この発言に対し、SNS上では「気持ちは理解できる」「グリーン車は静かな環境を求めて追加料金を払う人が多い」といった共感の声がある一方で、「親を責めるのは違う」「赤ちゃんは泣くのが仕事」「子育て世帯が肩身を狭くする社会になってはいけない」とする批判的意見も多数見られた。
共感派の主張:有料席の“静けさへの期待”
共感派の意見では、グリーン車という有料席での「快適さの対価」を重視する声が多い。ビジネス利用者や長距離移動者の中には「静寂を求めて料金を払っている」「集中して作業したい」「休息のために利用している」といった意見が寄せられた。ある利用者は「公共交通である以上、完全な静寂は望めないが、ある程度の環境は期待して当然だ」とコメントしている。
さらに一部では、「子連れ客を特定車両に誘導する仕組みを整えるべきだ」「親側もマナーとして席を選ぶ配慮が必要」といった提案も上がっている。
批判派の意見:子育て世帯への理解を求める声
一方、批判派の意見は「赤ちゃんの泣き声に過剰反応すべきではない」というものが中心だ。特に子育て経験のある利用者や支援者からは「親が泣き声に気づいても、すぐに泣き止ませられるわけではない」「泣き声は自然な反応であり、排除の対象にしてはならない」といった意見が相次いだ。
また、SNS上では「公共交通機関は全員が利用できるものであり、子どもも社会の一員として受け入れるべきだ」「静かな車両を求めるなら専用席の制度を整えるべき」といった、共生の視点からの意見も多く見られた。
鉄道事業者の対応と提案
新幹線を運行するJR各社では、子育て世帯の利用環境改善を目的とした取り組みを進めている。東海道新幹線では2023年から「ファミリー車両」を試験的に運用し、子ども連れの乗客が安心して利用できるよう配慮を図ってきた。今回の議論を受け、SNS上では「グリーン車にも“静寂指定席”のような区分を設けるべき」といった意見が再び注目されている。

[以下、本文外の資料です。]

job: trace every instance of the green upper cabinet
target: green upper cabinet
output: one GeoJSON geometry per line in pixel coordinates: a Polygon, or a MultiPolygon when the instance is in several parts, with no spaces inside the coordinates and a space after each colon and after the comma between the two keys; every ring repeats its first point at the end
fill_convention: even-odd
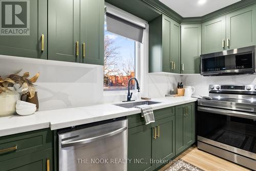
{"type": "Polygon", "coordinates": [[[163,14],[149,25],[149,72],[180,73],[180,25],[163,14]]]}
{"type": "Polygon", "coordinates": [[[104,1],[48,3],[48,59],[103,65],[104,1]]]}
{"type": "Polygon", "coordinates": [[[196,141],[195,103],[176,106],[175,115],[176,155],[196,141]]]}
{"type": "MultiPolygon", "coordinates": [[[[175,116],[156,122],[156,137],[153,142],[155,160],[169,160],[175,156],[175,116]]],[[[156,168],[162,165],[156,163],[156,168]]]]}
{"type": "Polygon", "coordinates": [[[48,1],[48,59],[79,62],[79,0],[48,1]]]}
{"type": "Polygon", "coordinates": [[[181,26],[181,73],[200,73],[201,25],[181,26]]]}
{"type": "Polygon", "coordinates": [[[256,5],[226,16],[227,50],[256,45],[256,5]]]}
{"type": "Polygon", "coordinates": [[[202,53],[222,51],[225,49],[226,16],[215,19],[202,25],[202,53]]]}
{"type": "Polygon", "coordinates": [[[81,62],[104,65],[104,1],[81,0],[81,62]]]}
{"type": "MultiPolygon", "coordinates": [[[[29,7],[29,15],[22,19],[21,22],[24,24],[27,22],[26,28],[29,29],[29,34],[0,34],[0,54],[47,59],[47,0],[29,1],[27,3],[29,4],[25,6],[29,7]]],[[[23,25],[13,27],[15,29],[23,29],[19,28],[23,27],[23,25]]]]}

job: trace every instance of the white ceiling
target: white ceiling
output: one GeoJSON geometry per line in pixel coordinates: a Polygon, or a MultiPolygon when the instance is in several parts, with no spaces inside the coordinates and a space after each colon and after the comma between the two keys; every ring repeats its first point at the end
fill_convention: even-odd
{"type": "Polygon", "coordinates": [[[183,17],[202,16],[240,1],[159,0],[183,17]]]}

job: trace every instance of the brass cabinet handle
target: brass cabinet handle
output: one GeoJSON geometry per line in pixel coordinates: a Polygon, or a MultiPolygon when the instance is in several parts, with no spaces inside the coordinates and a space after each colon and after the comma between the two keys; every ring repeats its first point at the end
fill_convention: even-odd
{"type": "Polygon", "coordinates": [[[229,48],[229,46],[230,46],[230,42],[229,41],[229,39],[227,38],[227,47],[228,48],[229,48]]]}
{"type": "Polygon", "coordinates": [[[50,159],[47,159],[46,161],[46,163],[47,164],[47,171],[50,171],[50,159]]]}
{"type": "Polygon", "coordinates": [[[157,137],[160,137],[160,126],[157,126],[157,137]]]}
{"type": "Polygon", "coordinates": [[[12,147],[0,149],[0,154],[3,154],[5,153],[7,153],[13,152],[13,151],[15,151],[15,150],[16,150],[17,148],[17,145],[16,145],[15,146],[14,146],[14,147],[12,147]]]}
{"type": "Polygon", "coordinates": [[[79,41],[76,42],[76,55],[78,56],[79,55],[79,41]]]}
{"type": "Polygon", "coordinates": [[[153,127],[153,130],[154,130],[154,136],[153,136],[153,138],[157,139],[157,131],[156,127],[153,127]]]}
{"type": "Polygon", "coordinates": [[[82,57],[86,57],[86,43],[82,44],[82,57]]]}
{"type": "Polygon", "coordinates": [[[45,51],[45,35],[42,34],[41,36],[41,51],[45,51]]]}

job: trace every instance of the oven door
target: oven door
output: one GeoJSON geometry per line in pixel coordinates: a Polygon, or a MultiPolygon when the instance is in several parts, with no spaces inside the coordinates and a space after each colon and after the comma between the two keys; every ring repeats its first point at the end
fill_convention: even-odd
{"type": "Polygon", "coordinates": [[[198,140],[256,160],[256,115],[198,106],[198,140]]]}

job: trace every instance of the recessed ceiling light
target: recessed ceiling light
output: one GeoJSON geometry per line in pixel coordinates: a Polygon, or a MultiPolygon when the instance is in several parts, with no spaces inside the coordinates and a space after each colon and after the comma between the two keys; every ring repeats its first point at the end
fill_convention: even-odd
{"type": "Polygon", "coordinates": [[[199,5],[203,5],[203,4],[205,4],[206,2],[206,0],[199,0],[199,1],[198,1],[198,3],[199,5]]]}

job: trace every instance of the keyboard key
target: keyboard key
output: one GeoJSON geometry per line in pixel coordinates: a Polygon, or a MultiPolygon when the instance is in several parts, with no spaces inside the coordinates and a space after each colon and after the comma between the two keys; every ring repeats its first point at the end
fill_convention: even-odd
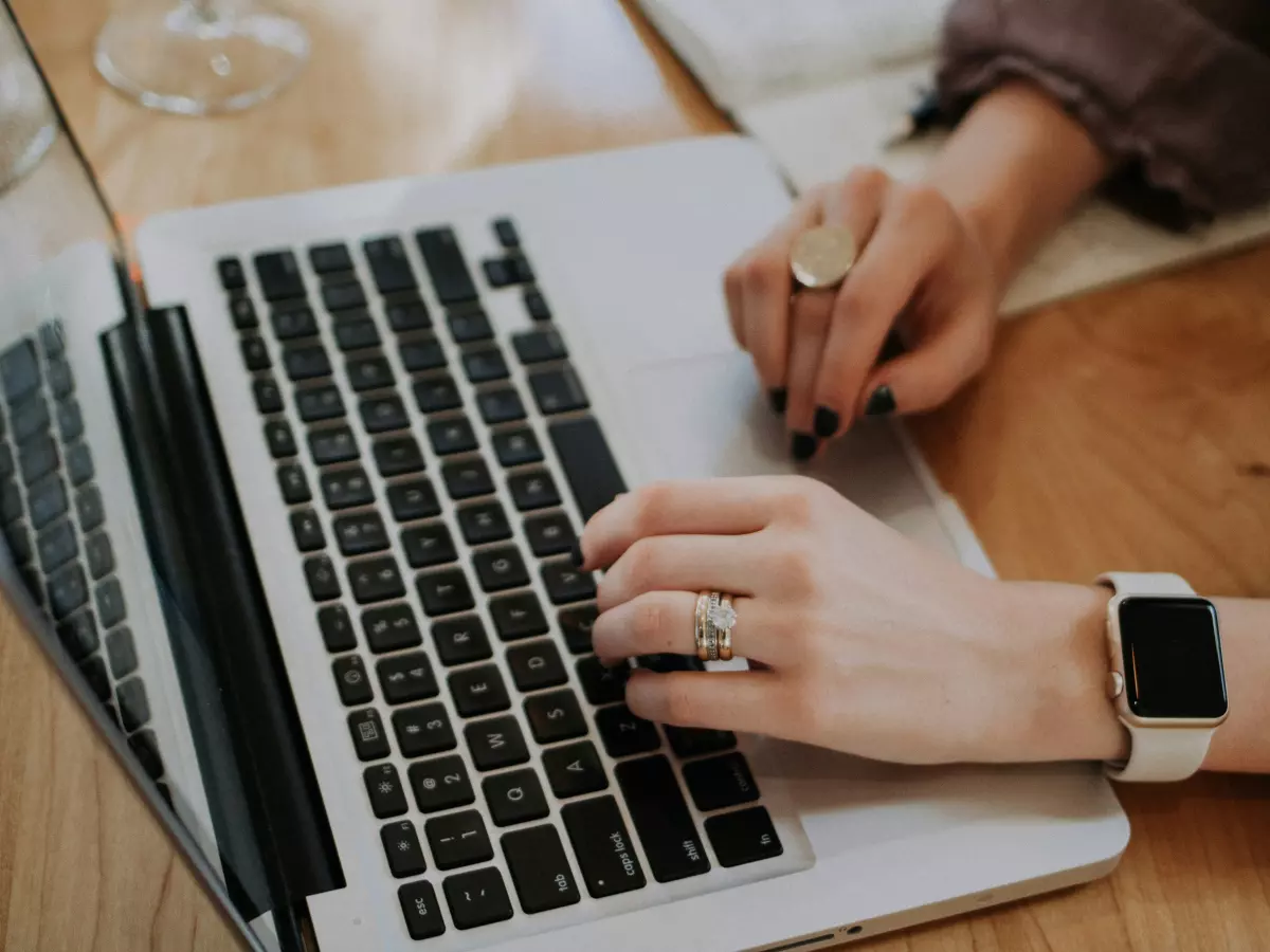
{"type": "Polygon", "coordinates": [[[489,548],[472,556],[476,578],[486,593],[518,589],[530,584],[525,560],[514,546],[489,548]]]}
{"type": "Polygon", "coordinates": [[[357,458],[357,439],[348,426],[330,426],[309,434],[309,452],[319,466],[347,463],[357,458]]]}
{"type": "Polygon", "coordinates": [[[414,611],[404,603],[362,612],[362,632],[366,635],[366,644],[377,655],[423,644],[414,611]]]}
{"type": "Polygon", "coordinates": [[[292,344],[282,352],[282,364],[292,381],[330,376],[330,358],[321,344],[292,344]]]}
{"type": "Polygon", "coordinates": [[[419,590],[423,611],[429,618],[466,612],[476,605],[462,569],[420,575],[415,579],[415,588],[419,590]]]}
{"type": "Polygon", "coordinates": [[[512,873],[521,908],[530,913],[572,906],[580,900],[573,868],[564,854],[555,826],[533,826],[508,833],[503,856],[512,873]]]}
{"type": "Polygon", "coordinates": [[[405,404],[398,396],[363,400],[361,411],[362,425],[366,426],[367,433],[387,433],[389,430],[400,430],[410,425],[405,404]]]}
{"type": "Polygon", "coordinates": [[[357,750],[358,760],[378,760],[392,753],[387,735],[384,732],[380,712],[373,707],[351,713],[348,730],[353,736],[353,748],[357,750]]]}
{"type": "Polygon", "coordinates": [[[401,533],[401,547],[411,569],[431,569],[458,560],[450,529],[439,522],[406,529],[401,533]]]}
{"type": "Polygon", "coordinates": [[[622,812],[613,797],[596,797],[560,809],[582,878],[593,899],[641,890],[644,867],[631,848],[622,812]]]}
{"type": "Polygon", "coordinates": [[[437,894],[427,880],[408,882],[398,890],[398,901],[405,915],[405,930],[414,941],[431,939],[446,932],[437,894]]]}
{"type": "Polygon", "coordinates": [[[569,680],[560,652],[550,641],[533,641],[507,650],[507,664],[512,669],[512,680],[522,692],[554,688],[569,680]]]}
{"type": "Polygon", "coordinates": [[[410,480],[389,486],[389,508],[398,522],[414,522],[441,515],[437,491],[428,480],[410,480]]]}
{"type": "Polygon", "coordinates": [[[361,467],[324,472],[321,475],[321,495],[329,509],[349,509],[354,505],[370,505],[375,501],[375,490],[361,467]]]}
{"type": "MultiPolygon", "coordinates": [[[[403,757],[424,757],[453,750],[458,745],[450,715],[441,704],[404,707],[392,712],[392,730],[398,735],[403,757]]],[[[425,790],[431,790],[427,787],[425,790]]],[[[462,801],[471,802],[471,801],[462,801]]]]}
{"type": "Polygon", "coordinates": [[[389,547],[389,536],[378,513],[358,513],[335,519],[335,542],[347,556],[382,552],[389,547]]]}
{"type": "Polygon", "coordinates": [[[526,699],[525,716],[538,744],[573,740],[587,732],[587,720],[578,706],[578,696],[568,689],[535,694],[526,699]]]}
{"type": "Polygon", "coordinates": [[[359,655],[339,658],[331,663],[330,669],[335,675],[335,687],[344,707],[357,707],[375,701],[375,689],[371,687],[371,679],[366,677],[366,665],[359,655]]]}
{"type": "Polygon", "coordinates": [[[312,509],[301,509],[291,514],[291,534],[296,537],[296,548],[301,552],[316,552],[326,547],[321,522],[312,509]]]}
{"type": "Polygon", "coordinates": [[[490,599],[489,612],[494,616],[494,628],[503,641],[532,638],[535,635],[546,635],[550,630],[538,597],[532,592],[490,599]]]}
{"type": "Polygon", "coordinates": [[[436,338],[410,340],[401,344],[401,364],[410,373],[438,371],[446,363],[446,352],[441,348],[441,343],[436,338]]]}
{"type": "Polygon", "coordinates": [[[286,420],[269,420],[264,424],[264,439],[274,459],[286,459],[296,454],[296,437],[286,420]]]}
{"type": "Polygon", "coordinates": [[[476,448],[476,434],[466,416],[433,420],[428,424],[428,439],[437,456],[470,453],[476,448]]]}
{"type": "Polygon", "coordinates": [[[364,350],[368,347],[380,345],[380,329],[366,311],[345,311],[337,314],[333,322],[335,331],[335,347],[342,353],[351,350],[364,350]]]}
{"type": "Polygon", "coordinates": [[[467,767],[458,757],[438,757],[410,764],[410,787],[424,814],[467,806],[476,800],[467,767]]]}
{"type": "Polygon", "coordinates": [[[542,462],[542,448],[538,446],[538,438],[527,426],[495,433],[494,454],[498,457],[498,462],[507,468],[542,462]]]}
{"type": "Polygon", "coordinates": [[[478,770],[497,770],[530,759],[521,725],[512,716],[469,724],[464,729],[464,737],[478,770]]]}
{"type": "Polygon", "coordinates": [[[542,768],[547,772],[551,792],[559,800],[608,788],[605,767],[599,763],[596,745],[589,740],[544,750],[542,768]]]}
{"type": "Polygon", "coordinates": [[[494,338],[489,317],[479,306],[448,311],[446,322],[450,325],[450,335],[456,344],[475,344],[494,338]]]}
{"type": "Polygon", "coordinates": [[[437,696],[437,678],[432,673],[432,661],[422,651],[385,658],[376,669],[380,673],[384,699],[390,704],[410,704],[437,696]]]}
{"type": "Polygon", "coordinates": [[[507,685],[503,684],[503,675],[491,664],[452,673],[450,696],[461,717],[479,717],[505,711],[512,706],[507,697],[507,685]]]}
{"type": "Polygon", "coordinates": [[[683,782],[688,784],[692,802],[704,814],[758,800],[758,784],[739,753],[685,764],[683,782]]]}
{"type": "Polygon", "coordinates": [[[565,480],[582,512],[583,522],[603,509],[626,491],[626,484],[617,471],[617,463],[608,449],[605,434],[591,418],[558,420],[547,432],[555,444],[556,456],[564,467],[565,480]]]}
{"type": "Polygon", "coordinates": [[[532,767],[486,777],[481,788],[498,826],[541,820],[549,812],[547,798],[532,767]]]}
{"type": "Polygon", "coordinates": [[[314,498],[309,490],[309,479],[298,463],[283,463],[278,467],[278,487],[282,490],[282,501],[287,505],[307,503],[314,498]]]}
{"type": "Polygon", "coordinates": [[[150,722],[150,699],[141,678],[128,678],[114,687],[114,699],[119,704],[119,721],[128,734],[150,722]]]}
{"type": "Polygon", "coordinates": [[[533,399],[544,416],[585,410],[591,406],[587,391],[582,388],[582,381],[568,364],[554,371],[531,373],[530,390],[533,391],[533,399]]]}
{"type": "Polygon", "coordinates": [[[273,377],[258,377],[251,381],[251,392],[255,395],[255,409],[262,414],[282,413],[282,393],[273,377]]]}
{"type": "Polygon", "coordinates": [[[113,628],[127,617],[123,604],[123,589],[118,579],[99,583],[94,592],[97,599],[97,618],[103,628],[113,628]]]}
{"type": "Polygon", "coordinates": [[[321,640],[326,645],[326,650],[331,654],[352,651],[357,647],[353,622],[344,605],[326,605],[318,612],[318,628],[321,631],[321,640]]]}
{"type": "Polygon", "coordinates": [[[297,340],[300,338],[312,338],[318,334],[318,320],[312,308],[304,302],[287,302],[273,308],[269,315],[273,333],[278,340],[297,340]]]}
{"type": "Polygon", "coordinates": [[[415,241],[441,303],[452,305],[476,298],[476,286],[452,228],[420,231],[415,235],[415,241]]]}
{"type": "Polygon", "coordinates": [[[423,453],[414,437],[394,437],[375,443],[375,466],[384,479],[423,472],[423,453]]]}
{"type": "Polygon", "coordinates": [[[626,680],[631,669],[625,663],[616,668],[606,668],[594,655],[578,661],[578,680],[582,693],[594,706],[613,704],[626,699],[626,680]]]}
{"type": "Polygon", "coordinates": [[[615,760],[632,754],[648,754],[662,746],[653,722],[636,717],[626,704],[597,711],[596,727],[605,750],[615,760]]]}
{"type": "Polygon", "coordinates": [[[472,383],[489,383],[508,377],[507,360],[503,359],[503,352],[497,347],[465,353],[464,372],[472,383]]]}
{"type": "Polygon", "coordinates": [[[478,393],[476,407],[488,426],[525,419],[525,404],[521,402],[521,395],[514,387],[499,387],[478,393]]]}
{"type": "Polygon", "coordinates": [[[255,277],[265,301],[304,297],[305,282],[300,277],[300,264],[291,251],[272,251],[255,256],[255,277]]]}
{"type": "Polygon", "coordinates": [[[319,274],[353,270],[353,259],[343,244],[314,245],[309,249],[309,264],[319,274]]]}
{"type": "Polygon", "coordinates": [[[516,508],[522,513],[560,505],[560,494],[556,491],[555,480],[546,470],[513,473],[507,480],[507,487],[512,491],[516,508]]]}
{"type": "Polygon", "coordinates": [[[485,636],[485,625],[475,614],[436,622],[432,626],[432,640],[441,663],[447,668],[469,661],[484,661],[493,654],[489,638],[485,636]]]}
{"type": "Polygon", "coordinates": [[[389,871],[396,878],[427,872],[428,862],[423,858],[419,834],[415,833],[414,824],[409,820],[391,823],[381,829],[380,842],[384,843],[384,856],[387,857],[389,871]]]}
{"type": "Polygon", "coordinates": [[[458,509],[458,528],[469,546],[512,538],[503,506],[497,501],[475,503],[458,509]]]}
{"type": "Polygon", "coordinates": [[[569,517],[564,513],[547,513],[526,519],[525,534],[530,539],[530,548],[538,559],[572,552],[573,543],[578,541],[569,517]]]}
{"type": "Polygon", "coordinates": [[[305,580],[309,583],[309,594],[314,602],[339,598],[339,576],[326,556],[311,556],[305,560],[305,580]]]}
{"type": "Polygon", "coordinates": [[[617,764],[616,772],[653,878],[673,882],[709,872],[710,859],[671,762],[664,757],[645,757],[617,764]]]}
{"type": "Polygon", "coordinates": [[[490,866],[451,876],[441,883],[456,929],[475,929],[512,918],[503,876],[490,866]]]}
{"type": "Polygon", "coordinates": [[[370,239],[362,242],[366,263],[375,275],[375,287],[381,294],[409,291],[418,287],[410,260],[405,256],[405,246],[395,235],[370,239]]]}
{"type": "Polygon", "coordinates": [[[344,397],[334,385],[310,387],[296,392],[296,410],[305,423],[334,420],[344,415],[344,397]]]}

また、鉄道評論家の間では「グリーン車=静寂ではなく、“快適”をどう定義するかが問われている」との指摘もある。座席の広さや接客サービスを目的に利用する人も多く、利用者間の認識に差があることが議論の背景にあるとみられる。
社会に広がる「共生」への課題
今回の投稿は、単なる不快感表明にとどまらず、公共交通機関における「共生」のあり方を考えるきっかけともなった。社会学者の間では「静寂を求める個人の権利と、子育て中の親の権利が衝突した典型的な事例」として分析されている。
また、子育て支援団体の代表は「親は公共の場で常に他人の視線にさらされ、心理的負担を抱えている。こうした声が可視化されたことで、社会全体で子育てに理解を広げる必要がある」と述べた。
一方で、ネット上では「楽しんごの言葉の選び方が問題だった」との指摘もある。投稿が感情的に受け取られやすい表現だったため、「本人の意図よりも攻撃的に感じられた」という意見が拡散の一因になったとみられる。
公共交通での「棲み分け」の必要性
専門家の中には、今回の議論を踏まえ「利用目的に応じたゾーニングの導入」を提案する声もある。例えば、飛行機のように「静寂を重視するエリア」と「子連れ向けエリア」を明確に分けることや、車両内でのマナー啓発を強化することが挙げられる。
今後、鉄道各社がどのように利用者の多様なニーズに対応していくかが注目される。公共交通の共存ルールが問われる中で、利用者同士の理解と譲り合いが一層求められている。